Why It Works
- Shocking the blanched greens in ice water instantly stops their cooking and sets their fresh green color and flavor.
- Very briefly boiling the mirin helps drive off just a bit of its alcohol.
Ohitashi is a simple, light, and deeply flavorful Japanese side dish of blanched greens in a soy-based marinade. Make it ahead, then have it ready for the table with no additional effort. Spinach is one of the most common vegetable choices, but you can use other leafy greens, like watercress, Swiss chard, or turnip greens, or try slender green vegetables, like asparagus or green beans. Whatever you do, don't use baby spinach, which turns limp and slimy once cooked.
- Kosher salt
- 1 pound (450g) leafy green vegetables, such as curly spinach, watercress, Swiss chard, turnip or beet greens, or bok choy, washed well (see note)
- 1 tablespoon (15ml) mirin
- 1/4 cup (60ml) soy sauce, preferably usukuchi (light) soy sauce
- 3/4 to 1 cup (175 to 235ml) homemade or instant dashi
- Bonito flakes or sesame seeds, for garnish
Prepare an ice bath in a large bowl. In a medium or large pot of salted boiling water, cook greens until tender, 1 to 2 minutes depending on type. Immediately transfer to prepared ice bath to cool.
Meanwhile, in a small saucepan, bring mirin and soy sauce to a simmer over medium-high heat, then remove from heat. Combine soy mixture with 3/4 cup (175ml) dashi. Taste, then add more of remaining dashi if a more dilute flavor is desired. Let cool completely.
Drain greens. Using your hands, wring out as much water from greens as possible, then transfer to a container, pour dashi marinade on top, and toss to coat. Refrigerate, covered, for at least 30 minutes and up to 8 hours.

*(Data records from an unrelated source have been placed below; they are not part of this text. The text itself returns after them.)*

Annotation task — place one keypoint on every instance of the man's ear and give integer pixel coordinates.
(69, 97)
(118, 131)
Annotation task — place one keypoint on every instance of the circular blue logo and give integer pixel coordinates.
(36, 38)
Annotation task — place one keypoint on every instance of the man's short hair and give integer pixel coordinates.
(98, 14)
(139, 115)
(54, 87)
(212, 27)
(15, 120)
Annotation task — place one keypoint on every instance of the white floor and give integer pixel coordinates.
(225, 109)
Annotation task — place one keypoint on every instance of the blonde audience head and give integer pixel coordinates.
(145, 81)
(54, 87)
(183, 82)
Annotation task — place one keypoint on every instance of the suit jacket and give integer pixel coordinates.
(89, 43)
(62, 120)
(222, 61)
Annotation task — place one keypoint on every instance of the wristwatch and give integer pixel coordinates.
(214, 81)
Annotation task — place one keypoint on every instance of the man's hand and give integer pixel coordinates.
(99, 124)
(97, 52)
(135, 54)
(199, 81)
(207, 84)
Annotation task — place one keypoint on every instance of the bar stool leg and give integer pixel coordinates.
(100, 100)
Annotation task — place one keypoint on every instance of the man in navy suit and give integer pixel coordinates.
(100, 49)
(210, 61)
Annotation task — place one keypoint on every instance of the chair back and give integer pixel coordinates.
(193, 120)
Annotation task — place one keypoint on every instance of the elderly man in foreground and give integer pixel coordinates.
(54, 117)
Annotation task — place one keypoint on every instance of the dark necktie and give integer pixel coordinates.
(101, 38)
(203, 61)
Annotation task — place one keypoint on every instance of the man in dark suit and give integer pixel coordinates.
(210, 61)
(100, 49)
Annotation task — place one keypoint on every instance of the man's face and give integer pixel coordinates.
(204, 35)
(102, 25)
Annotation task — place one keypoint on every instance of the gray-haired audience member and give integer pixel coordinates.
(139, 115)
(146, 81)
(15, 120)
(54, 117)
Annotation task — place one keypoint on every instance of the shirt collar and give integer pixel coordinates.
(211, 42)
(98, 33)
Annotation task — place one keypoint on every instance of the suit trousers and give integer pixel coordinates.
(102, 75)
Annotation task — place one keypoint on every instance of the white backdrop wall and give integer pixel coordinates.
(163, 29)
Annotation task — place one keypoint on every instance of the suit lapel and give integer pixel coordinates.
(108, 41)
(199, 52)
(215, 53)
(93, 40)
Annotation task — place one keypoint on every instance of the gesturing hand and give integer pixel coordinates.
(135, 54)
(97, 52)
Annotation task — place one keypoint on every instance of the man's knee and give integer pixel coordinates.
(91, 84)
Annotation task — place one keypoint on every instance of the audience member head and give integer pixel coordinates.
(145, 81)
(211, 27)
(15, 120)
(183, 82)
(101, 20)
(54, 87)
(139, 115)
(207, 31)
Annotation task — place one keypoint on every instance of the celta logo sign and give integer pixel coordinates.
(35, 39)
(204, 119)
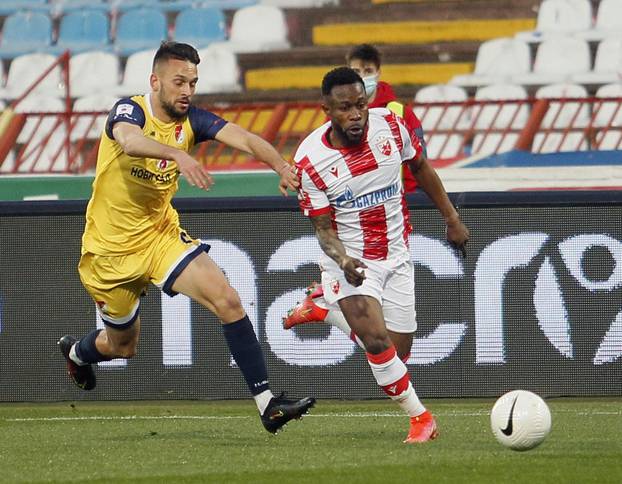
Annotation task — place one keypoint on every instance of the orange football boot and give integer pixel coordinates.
(306, 311)
(422, 429)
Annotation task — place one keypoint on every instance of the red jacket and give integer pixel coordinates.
(384, 95)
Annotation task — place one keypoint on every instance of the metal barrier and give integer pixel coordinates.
(67, 142)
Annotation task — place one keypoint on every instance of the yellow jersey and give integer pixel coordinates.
(131, 201)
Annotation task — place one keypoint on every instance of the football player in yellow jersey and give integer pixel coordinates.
(132, 235)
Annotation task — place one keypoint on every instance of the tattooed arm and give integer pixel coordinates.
(333, 248)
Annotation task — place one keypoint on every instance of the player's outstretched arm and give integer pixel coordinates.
(237, 137)
(428, 179)
(333, 248)
(134, 143)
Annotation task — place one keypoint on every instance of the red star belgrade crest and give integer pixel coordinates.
(179, 134)
(385, 147)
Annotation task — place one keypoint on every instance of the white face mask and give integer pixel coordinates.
(371, 82)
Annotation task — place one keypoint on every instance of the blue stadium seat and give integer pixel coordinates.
(83, 30)
(60, 7)
(140, 29)
(200, 26)
(8, 7)
(25, 32)
(179, 5)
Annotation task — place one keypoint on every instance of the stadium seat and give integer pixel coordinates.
(258, 28)
(557, 59)
(140, 29)
(162, 5)
(94, 72)
(25, 32)
(218, 71)
(557, 17)
(496, 62)
(61, 7)
(44, 135)
(25, 69)
(567, 118)
(91, 126)
(607, 66)
(608, 21)
(509, 116)
(136, 74)
(200, 26)
(608, 118)
(83, 30)
(435, 118)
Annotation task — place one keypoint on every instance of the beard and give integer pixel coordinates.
(347, 139)
(172, 111)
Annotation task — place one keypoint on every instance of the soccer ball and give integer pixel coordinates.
(520, 420)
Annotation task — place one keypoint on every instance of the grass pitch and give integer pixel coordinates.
(340, 442)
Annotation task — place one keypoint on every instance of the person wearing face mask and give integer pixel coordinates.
(365, 60)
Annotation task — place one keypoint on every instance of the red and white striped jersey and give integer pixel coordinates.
(361, 187)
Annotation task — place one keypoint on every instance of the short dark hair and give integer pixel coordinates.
(365, 53)
(176, 50)
(340, 76)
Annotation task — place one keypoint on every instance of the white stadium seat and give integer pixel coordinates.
(257, 28)
(136, 74)
(559, 17)
(25, 69)
(218, 71)
(496, 62)
(608, 21)
(441, 118)
(498, 117)
(562, 116)
(557, 59)
(607, 66)
(92, 72)
(608, 115)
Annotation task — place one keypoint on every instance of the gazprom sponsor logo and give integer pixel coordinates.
(347, 200)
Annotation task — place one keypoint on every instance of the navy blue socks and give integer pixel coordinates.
(247, 353)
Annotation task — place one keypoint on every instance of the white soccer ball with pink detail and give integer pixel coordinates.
(520, 420)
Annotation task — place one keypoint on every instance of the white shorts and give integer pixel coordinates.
(392, 283)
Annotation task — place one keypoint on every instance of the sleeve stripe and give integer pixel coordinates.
(306, 165)
(316, 212)
(395, 130)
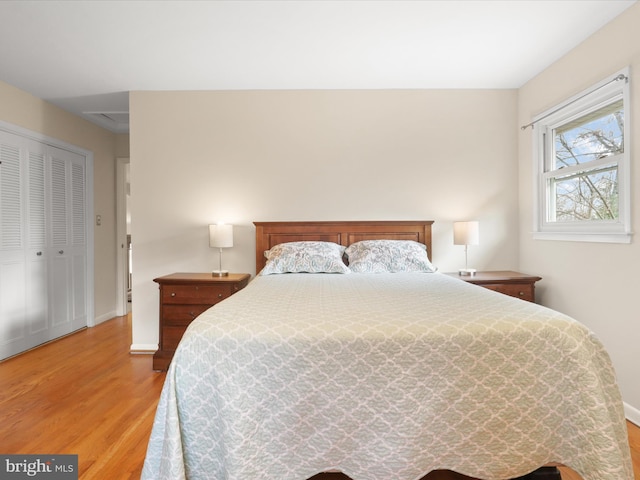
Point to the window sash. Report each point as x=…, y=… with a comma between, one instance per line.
x=599, y=103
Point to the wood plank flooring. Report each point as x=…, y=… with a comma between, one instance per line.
x=86, y=395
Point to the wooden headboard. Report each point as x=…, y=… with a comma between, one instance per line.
x=269, y=234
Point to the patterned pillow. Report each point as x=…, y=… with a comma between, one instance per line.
x=305, y=257
x=388, y=256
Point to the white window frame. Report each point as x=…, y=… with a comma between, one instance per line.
x=605, y=92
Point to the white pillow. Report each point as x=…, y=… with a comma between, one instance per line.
x=305, y=257
x=388, y=256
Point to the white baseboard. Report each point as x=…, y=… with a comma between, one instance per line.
x=632, y=414
x=103, y=318
x=143, y=348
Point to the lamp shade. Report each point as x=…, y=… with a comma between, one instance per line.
x=221, y=235
x=466, y=233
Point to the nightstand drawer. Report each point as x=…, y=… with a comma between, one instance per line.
x=195, y=293
x=514, y=284
x=181, y=314
x=525, y=292
x=171, y=336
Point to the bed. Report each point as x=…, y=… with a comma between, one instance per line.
x=381, y=375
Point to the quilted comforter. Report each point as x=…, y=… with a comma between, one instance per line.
x=385, y=376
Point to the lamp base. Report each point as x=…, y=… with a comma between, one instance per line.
x=467, y=272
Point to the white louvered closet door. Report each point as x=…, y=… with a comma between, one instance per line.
x=43, y=249
x=68, y=242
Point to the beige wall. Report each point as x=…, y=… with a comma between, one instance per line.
x=26, y=111
x=595, y=283
x=202, y=157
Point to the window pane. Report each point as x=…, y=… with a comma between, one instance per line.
x=590, y=137
x=586, y=196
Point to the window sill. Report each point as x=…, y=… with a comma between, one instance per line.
x=584, y=237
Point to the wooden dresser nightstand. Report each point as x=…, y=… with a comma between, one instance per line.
x=515, y=284
x=184, y=296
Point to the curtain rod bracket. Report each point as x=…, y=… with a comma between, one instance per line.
x=619, y=77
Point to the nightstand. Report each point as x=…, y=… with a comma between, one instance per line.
x=184, y=296
x=515, y=284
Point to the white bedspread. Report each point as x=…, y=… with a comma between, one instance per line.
x=385, y=377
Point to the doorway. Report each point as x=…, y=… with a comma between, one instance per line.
x=123, y=234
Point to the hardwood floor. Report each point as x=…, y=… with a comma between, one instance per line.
x=86, y=395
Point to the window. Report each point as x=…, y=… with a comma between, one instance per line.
x=582, y=163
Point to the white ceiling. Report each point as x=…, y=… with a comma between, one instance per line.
x=85, y=56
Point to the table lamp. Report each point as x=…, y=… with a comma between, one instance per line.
x=466, y=233
x=220, y=236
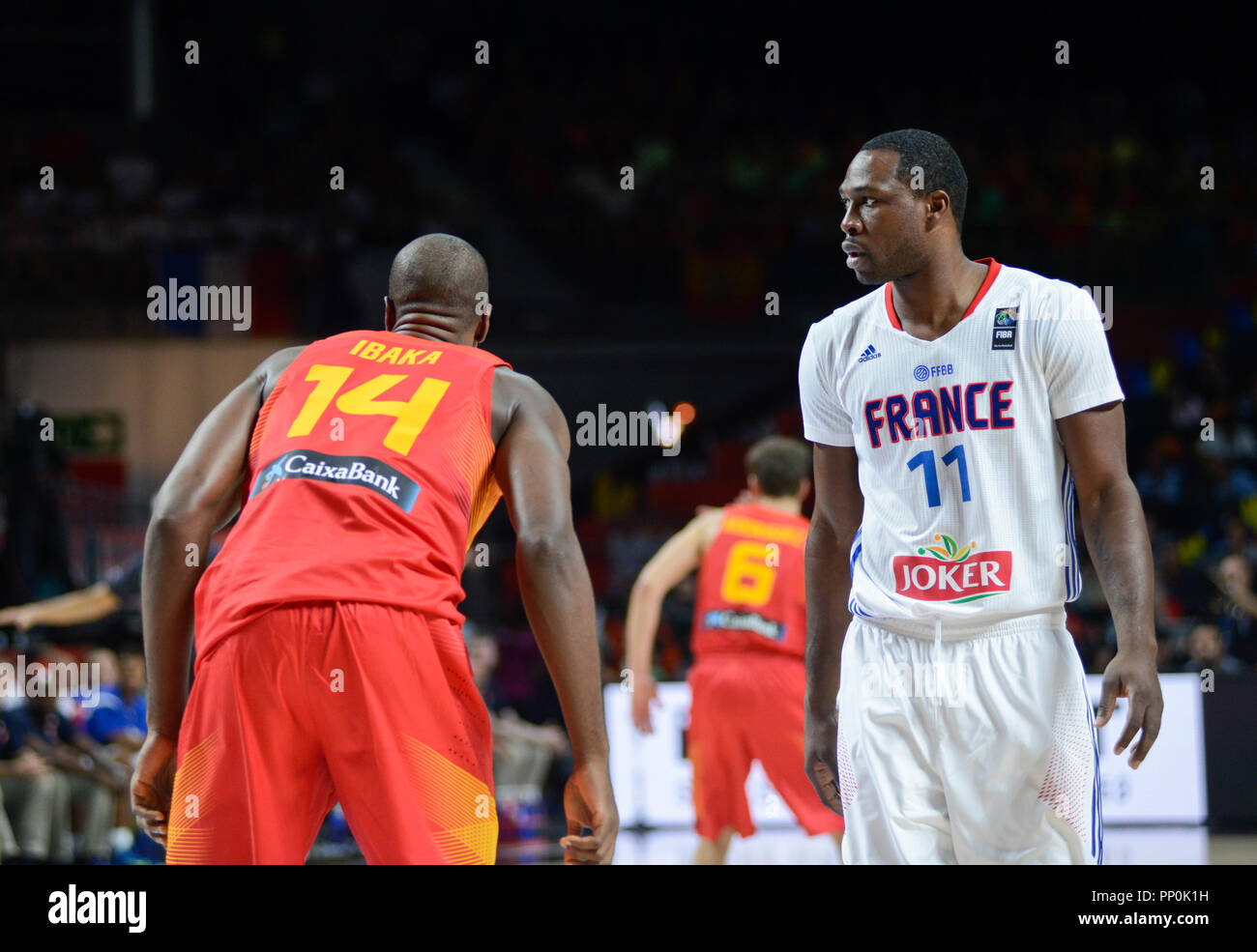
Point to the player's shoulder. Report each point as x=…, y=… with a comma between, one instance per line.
x=1042, y=296
x=518, y=395
x=843, y=323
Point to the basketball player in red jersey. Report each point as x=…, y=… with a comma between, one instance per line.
x=330, y=659
x=748, y=640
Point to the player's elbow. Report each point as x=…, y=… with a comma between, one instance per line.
x=545, y=544
x=181, y=511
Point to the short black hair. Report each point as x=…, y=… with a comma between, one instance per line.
x=938, y=160
x=439, y=272
x=779, y=464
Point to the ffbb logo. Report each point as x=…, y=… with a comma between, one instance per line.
x=948, y=573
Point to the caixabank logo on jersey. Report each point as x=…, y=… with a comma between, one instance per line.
x=351, y=470
x=948, y=573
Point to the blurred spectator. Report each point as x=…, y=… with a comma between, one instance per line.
x=1237, y=607
x=86, y=781
x=120, y=718
x=1206, y=652
x=28, y=797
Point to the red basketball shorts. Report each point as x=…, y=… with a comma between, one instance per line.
x=748, y=706
x=308, y=705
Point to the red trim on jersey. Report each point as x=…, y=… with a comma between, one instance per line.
x=992, y=271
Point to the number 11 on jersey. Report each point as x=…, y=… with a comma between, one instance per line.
x=924, y=460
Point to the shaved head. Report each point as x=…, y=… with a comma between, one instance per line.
x=441, y=275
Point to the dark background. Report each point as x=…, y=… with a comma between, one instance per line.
x=1089, y=172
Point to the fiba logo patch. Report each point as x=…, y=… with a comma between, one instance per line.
x=1004, y=335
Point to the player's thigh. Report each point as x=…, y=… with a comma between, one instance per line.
x=893, y=801
x=407, y=737
x=716, y=746
x=1019, y=754
x=251, y=785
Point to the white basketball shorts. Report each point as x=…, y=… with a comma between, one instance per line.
x=966, y=745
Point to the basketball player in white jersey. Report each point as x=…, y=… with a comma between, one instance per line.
x=958, y=411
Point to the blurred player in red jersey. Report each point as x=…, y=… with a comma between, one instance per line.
x=748, y=640
x=330, y=659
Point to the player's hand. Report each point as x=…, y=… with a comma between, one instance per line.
x=590, y=804
x=154, y=784
x=644, y=693
x=821, y=759
x=1132, y=675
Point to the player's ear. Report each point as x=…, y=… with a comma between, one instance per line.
x=804, y=490
x=482, y=328
x=937, y=205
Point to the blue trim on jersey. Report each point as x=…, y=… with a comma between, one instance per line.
x=1072, y=575
x=1096, y=805
x=856, y=548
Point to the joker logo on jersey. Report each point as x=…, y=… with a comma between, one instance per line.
x=948, y=573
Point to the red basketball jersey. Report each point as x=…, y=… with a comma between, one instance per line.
x=369, y=473
x=750, y=584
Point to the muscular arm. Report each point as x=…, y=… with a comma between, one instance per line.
x=834, y=523
x=531, y=468
x=1117, y=535
x=199, y=498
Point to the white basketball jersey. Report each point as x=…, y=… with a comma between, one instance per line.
x=968, y=498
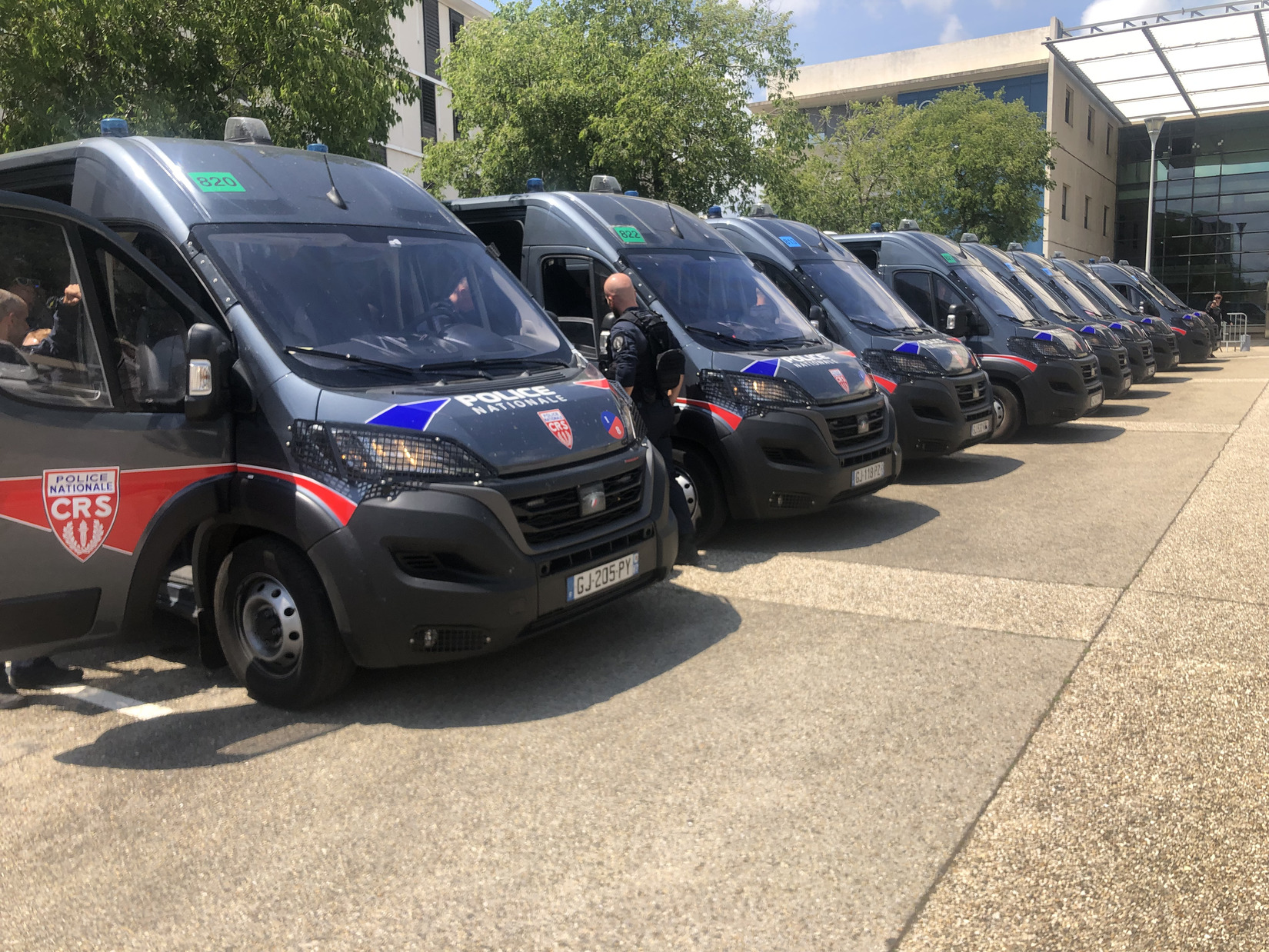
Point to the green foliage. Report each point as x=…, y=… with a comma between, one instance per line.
x=175, y=68
x=964, y=163
x=652, y=92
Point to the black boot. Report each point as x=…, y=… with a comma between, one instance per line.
x=9, y=698
x=42, y=673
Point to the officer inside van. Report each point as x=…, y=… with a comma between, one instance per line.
x=654, y=381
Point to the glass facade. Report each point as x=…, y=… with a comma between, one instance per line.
x=1033, y=91
x=1211, y=208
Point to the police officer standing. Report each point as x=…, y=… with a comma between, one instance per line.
x=648, y=363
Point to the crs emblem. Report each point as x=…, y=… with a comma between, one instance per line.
x=82, y=505
x=558, y=425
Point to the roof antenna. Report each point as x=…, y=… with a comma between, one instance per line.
x=335, y=198
x=674, y=222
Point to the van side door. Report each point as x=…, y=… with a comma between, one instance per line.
x=102, y=475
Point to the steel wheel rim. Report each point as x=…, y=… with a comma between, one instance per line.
x=268, y=624
x=689, y=490
x=998, y=410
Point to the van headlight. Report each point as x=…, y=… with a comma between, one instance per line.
x=748, y=394
x=363, y=462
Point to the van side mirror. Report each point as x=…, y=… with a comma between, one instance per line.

Arrange greens on a single serving plate or several individual ones; they are often arranged in a neat line, or compressed into a cylinder shape, though loosely mounding them also works. Drizzle some of the dashi marinade on top, then garnish with bonito flakes or sesame seeds. Serve.
Many kinds of leafy greens can work here, but make sure to avoid baby spinach, which becomes far too soft and squishy when cooked.